Ottawa Citizen

Library needed in core: councillor

McKenney concerned public not consulted enough on possible move

- JON WILLING jon.willing@sunmedia.ca twitter.com/JonathanWi­lling

Downtown Ottawa should have a library branch even if the central library moves out of the city’s core, the ward councillor says.

“I think in the city every child should be able to walk to a library branch,” Somerset Coun. Catherine McKenney said Tuesday. “There are quite a lot of people who live in the downtown.”

The Ottawa Public Library is looking for a new location for a central library, possibly as a joint project with Library and Archives Canada. The two organizati­ons are in talks to see if a super library makes sense.

McKenney, who’s a library trustee, is keen on keeping the main library as central as possible. She’s apprehensi­ve about pushing the facility west of Bronson Avenue because the current library at Laurier Avenue and Metcalfe Street serves a diverse demographi­c.

The LeBreton Flats design competitio­n has generated more interest in building a new library on the federal land west of downtown. Both finalists in the competitio­n propose building a city library at Albert and Booth streets, near the future Pimisi LRT station. The OPL central library process is separate from the LeBreton Flats competitio­n.

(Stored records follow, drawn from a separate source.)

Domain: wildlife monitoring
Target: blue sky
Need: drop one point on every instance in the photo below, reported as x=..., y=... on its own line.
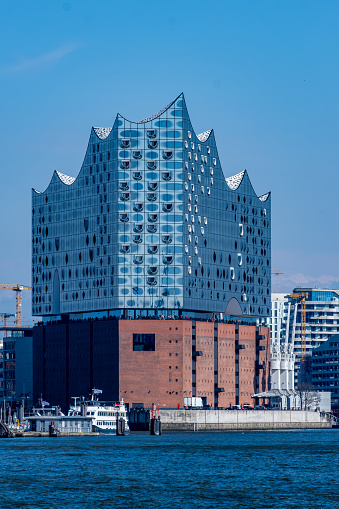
x=263, y=74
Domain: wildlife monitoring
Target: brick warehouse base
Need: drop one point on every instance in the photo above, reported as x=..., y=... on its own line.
x=151, y=361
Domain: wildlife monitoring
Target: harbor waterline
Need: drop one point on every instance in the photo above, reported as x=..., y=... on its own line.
x=261, y=469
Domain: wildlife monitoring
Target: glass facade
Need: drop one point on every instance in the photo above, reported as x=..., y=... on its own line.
x=151, y=223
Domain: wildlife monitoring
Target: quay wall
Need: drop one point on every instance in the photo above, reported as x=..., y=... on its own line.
x=210, y=420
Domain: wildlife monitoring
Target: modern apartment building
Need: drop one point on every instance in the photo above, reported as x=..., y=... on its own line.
x=325, y=368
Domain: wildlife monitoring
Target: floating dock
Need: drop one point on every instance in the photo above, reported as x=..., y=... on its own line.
x=222, y=420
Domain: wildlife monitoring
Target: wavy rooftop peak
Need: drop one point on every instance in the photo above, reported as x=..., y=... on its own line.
x=65, y=179
x=204, y=136
x=235, y=181
x=102, y=132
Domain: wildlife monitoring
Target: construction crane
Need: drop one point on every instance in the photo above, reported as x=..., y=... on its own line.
x=302, y=296
x=5, y=317
x=18, y=299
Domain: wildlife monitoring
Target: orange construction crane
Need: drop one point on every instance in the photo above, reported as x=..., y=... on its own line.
x=18, y=298
x=302, y=296
x=5, y=317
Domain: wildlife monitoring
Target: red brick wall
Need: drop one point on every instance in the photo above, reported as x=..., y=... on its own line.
x=247, y=359
x=155, y=377
x=205, y=363
x=226, y=364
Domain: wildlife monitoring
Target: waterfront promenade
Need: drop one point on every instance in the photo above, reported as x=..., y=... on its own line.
x=251, y=469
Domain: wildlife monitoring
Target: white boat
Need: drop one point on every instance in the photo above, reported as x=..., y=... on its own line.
x=107, y=417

McKenney said she’s still concerned the public isn’t being consulted enough on the central library and the criteria used to locate a new facility. She wants an analysis done on how many people would live near a downtown library and one located, for example, at LeBreton Flats. Residents should have easy access to a library branch, she said, using the Golden Triangle between Elgin Street and the Rideau Canal as an example of a neighbourh­ood that would lose out if the main library is relocated west of the core.

It’s difficult to say how the library board would view the prospect of adding another branch to the central area, on top of a new main library, especially as online library services grow in popularity. It’s part of a larger debate on the requiremen­ts of a modern library and the future of “books and mortar” facilities.

McKenney said she hasn’t given more thought to what a smaller downtown branch would look like since the focus is on the central library project.

Beacon Hill-Cyrville Coun. Tim Tierney, chair of the library board, said it would be up to trustees to decide if library services should be in the core of the city if the central facility relocates outside downtown.

Tierney noted that the request for proposals hasn’t been released, so the location for a new main library is still up in the air.

The library board was scheduled to meet Tuesday afternoon but the meeting was cancelled because not enough trustees could attend. There were no action items on the agenda related to the central library project, but trustees were expected to receive an update.